Wednesday, April 11, 2018

News: Closures outpace openings in town centres


Not that more evidence was needed on the changes taking place in town centres across the UK but high streets saw much more closures than openings in 2017.

The number of new high street stores opening in 2017 fell to 4,083, from 4,534 in 2016, according to research compiled by the Local Data Company (LDC) for PwC.

5,855 outlets closed on Great Britain's high streets in 2017, at a rate of 16 stores a day, a slight increase on the 15 stores a day closing in 2016, when 5,430 outlets closed.

In Rotherham town centre, the data recorded 13 closures and four openings in 2017.

The masterplan for Rotherham town centre focuses on growing leisure and residential uses rather than retail. Proponents believe that there is "too much floorspace in the town centre."

23% of floor space in the town centre area was classed as vacant at the end of 2017 according to Rotherham Council fugures. The year saw the loss of national retailers such as Primark, New Look, Clinton's and Thornton's. The closure of Primark in November 2017 has had a big impact on footfall.

The national data shows that the second half of 2017 saw substantially more closures and less openings than the first six months of the year, reflecting a tough trading environment including a slowdown in consumer confidence and spending, rising staff and business rates costs, as well as a slowdown in food and beverage growth.


Lisa Hooker, consumer markets leader at PwC, said: "2017 was tough for the British retail industry. Many retailers are increasingly feeling the impact of the acceleration of online shopping as consumers begin to feel more comfortable with the price transparency and reliability of delivery options offered by online players. Digital offerings are increasingly becoming make or break in areas like fashion, but also for banks, travel agents and estate agents – all of which closed a significant number of high street outlets last year."

The data showed that nail bars, coffee shops, bookstores and craft beer pubs, are all flourishing because they serve the needs of emerging consumer segments.

Lucy Stainton, Senior Relationship Manager (Retail) at The Local Data Company, said: "LDC's latest figures show that there continues to be a vast amount of churn across the physical landscape and, whilst the gap between openings and closures has widened slightly in 2017, we are seeing certain sub-sectors really gain traction.

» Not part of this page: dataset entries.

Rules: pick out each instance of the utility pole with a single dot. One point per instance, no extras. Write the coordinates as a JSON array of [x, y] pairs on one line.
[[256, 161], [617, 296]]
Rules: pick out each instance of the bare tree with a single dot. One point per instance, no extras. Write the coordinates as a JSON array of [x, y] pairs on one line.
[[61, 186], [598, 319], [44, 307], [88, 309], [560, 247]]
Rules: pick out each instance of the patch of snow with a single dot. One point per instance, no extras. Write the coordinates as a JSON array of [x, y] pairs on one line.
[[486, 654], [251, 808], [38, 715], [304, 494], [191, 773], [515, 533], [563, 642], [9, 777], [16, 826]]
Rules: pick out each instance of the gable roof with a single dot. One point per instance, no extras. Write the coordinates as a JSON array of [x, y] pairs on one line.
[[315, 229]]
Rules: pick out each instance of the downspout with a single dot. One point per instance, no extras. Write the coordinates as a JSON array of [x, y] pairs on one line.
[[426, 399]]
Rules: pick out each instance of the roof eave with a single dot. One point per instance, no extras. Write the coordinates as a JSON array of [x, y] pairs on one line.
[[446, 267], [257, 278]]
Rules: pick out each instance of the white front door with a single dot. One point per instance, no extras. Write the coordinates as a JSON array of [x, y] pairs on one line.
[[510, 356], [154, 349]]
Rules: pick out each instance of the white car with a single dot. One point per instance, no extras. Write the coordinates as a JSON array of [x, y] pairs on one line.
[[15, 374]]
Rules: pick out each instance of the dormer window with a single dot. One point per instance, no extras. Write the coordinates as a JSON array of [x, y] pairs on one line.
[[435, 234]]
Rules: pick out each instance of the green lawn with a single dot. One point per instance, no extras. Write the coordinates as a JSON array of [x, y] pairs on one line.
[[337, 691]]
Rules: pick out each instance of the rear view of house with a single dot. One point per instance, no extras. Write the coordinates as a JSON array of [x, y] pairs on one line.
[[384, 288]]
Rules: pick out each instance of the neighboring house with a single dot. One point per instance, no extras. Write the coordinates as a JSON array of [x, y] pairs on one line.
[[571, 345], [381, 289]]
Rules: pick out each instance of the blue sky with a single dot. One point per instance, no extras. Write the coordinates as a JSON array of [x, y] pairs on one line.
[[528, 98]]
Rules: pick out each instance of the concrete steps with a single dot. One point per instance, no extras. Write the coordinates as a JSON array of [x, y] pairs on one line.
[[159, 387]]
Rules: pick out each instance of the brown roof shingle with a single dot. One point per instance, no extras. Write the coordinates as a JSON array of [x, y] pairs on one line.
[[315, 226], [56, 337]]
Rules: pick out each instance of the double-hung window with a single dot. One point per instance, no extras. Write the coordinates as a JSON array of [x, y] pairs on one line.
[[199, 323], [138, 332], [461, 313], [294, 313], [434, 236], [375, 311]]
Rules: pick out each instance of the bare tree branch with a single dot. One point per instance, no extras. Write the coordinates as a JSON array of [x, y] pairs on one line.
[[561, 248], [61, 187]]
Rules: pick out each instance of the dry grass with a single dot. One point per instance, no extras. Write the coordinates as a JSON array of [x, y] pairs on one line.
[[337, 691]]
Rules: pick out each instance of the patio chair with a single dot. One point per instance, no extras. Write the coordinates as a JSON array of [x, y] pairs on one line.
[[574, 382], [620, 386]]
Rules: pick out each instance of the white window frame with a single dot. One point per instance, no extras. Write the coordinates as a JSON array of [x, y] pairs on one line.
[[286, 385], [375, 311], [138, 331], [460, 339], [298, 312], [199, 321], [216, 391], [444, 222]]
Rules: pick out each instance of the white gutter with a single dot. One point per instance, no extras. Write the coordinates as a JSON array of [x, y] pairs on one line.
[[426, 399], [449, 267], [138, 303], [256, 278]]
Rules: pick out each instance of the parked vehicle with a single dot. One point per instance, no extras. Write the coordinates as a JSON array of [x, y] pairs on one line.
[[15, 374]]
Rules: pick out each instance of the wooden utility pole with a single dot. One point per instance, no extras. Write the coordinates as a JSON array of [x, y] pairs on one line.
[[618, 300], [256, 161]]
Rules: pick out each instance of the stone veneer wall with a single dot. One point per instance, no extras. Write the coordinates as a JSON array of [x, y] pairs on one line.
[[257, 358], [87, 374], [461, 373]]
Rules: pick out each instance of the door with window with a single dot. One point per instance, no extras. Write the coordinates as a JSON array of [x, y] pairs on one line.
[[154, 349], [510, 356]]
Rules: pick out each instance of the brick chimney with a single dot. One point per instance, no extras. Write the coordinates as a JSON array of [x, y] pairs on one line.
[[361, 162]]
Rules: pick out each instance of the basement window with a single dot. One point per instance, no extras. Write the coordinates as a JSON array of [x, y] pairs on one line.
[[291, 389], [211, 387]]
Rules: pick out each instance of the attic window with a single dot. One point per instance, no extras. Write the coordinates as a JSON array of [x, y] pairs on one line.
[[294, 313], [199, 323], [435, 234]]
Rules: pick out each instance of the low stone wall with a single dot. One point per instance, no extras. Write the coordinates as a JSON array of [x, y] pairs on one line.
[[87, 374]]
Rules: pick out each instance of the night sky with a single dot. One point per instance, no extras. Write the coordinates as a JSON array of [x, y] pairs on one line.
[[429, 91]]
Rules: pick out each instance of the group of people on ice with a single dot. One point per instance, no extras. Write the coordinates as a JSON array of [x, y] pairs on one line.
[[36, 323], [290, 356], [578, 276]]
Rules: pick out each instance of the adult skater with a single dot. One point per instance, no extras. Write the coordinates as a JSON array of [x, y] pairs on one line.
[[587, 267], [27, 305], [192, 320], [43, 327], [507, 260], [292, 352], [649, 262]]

"It is this "re-occupancy" and evolution of the use of space which is most striking, as banks become coffee shops, pubs change to nurseries and nail salons open in the space vacated by fashion shops."

For South Yorkshire, the data showed that Rotherham had both fewer closures and fewer openings (and a lower net change) than Sheffield, Doncaster and Barnsley.

The number of businesses in Rotherham in 2017 was recorded at 133 which decreased to 124 at January 2018 - a percentage decrease of 6.8%.

The number of businesses in Sheffield decreased to 339 (an 8.1% percentage decrease). In Barnsley, a 9.1% decrease was recorded with the number of businesses reducing to 132 overall. Doncaster saw a 4.7% decrease to 263.

PwC website
LDC website

Images: Walker Singleton


Anonymous,  April 11, 2018 at 3:16 PM  

But the Alhambra shopping mall in Barnsley is still extending.Im afraid as usual Rotherham missed the trend many years ago,shoppers want covered malls,protected from weather,not wet high streets.If Rotherham had built a mall instead of the pointless waste of space that is the cascades centre(which I worked on.building)then.the town would be far more appealing.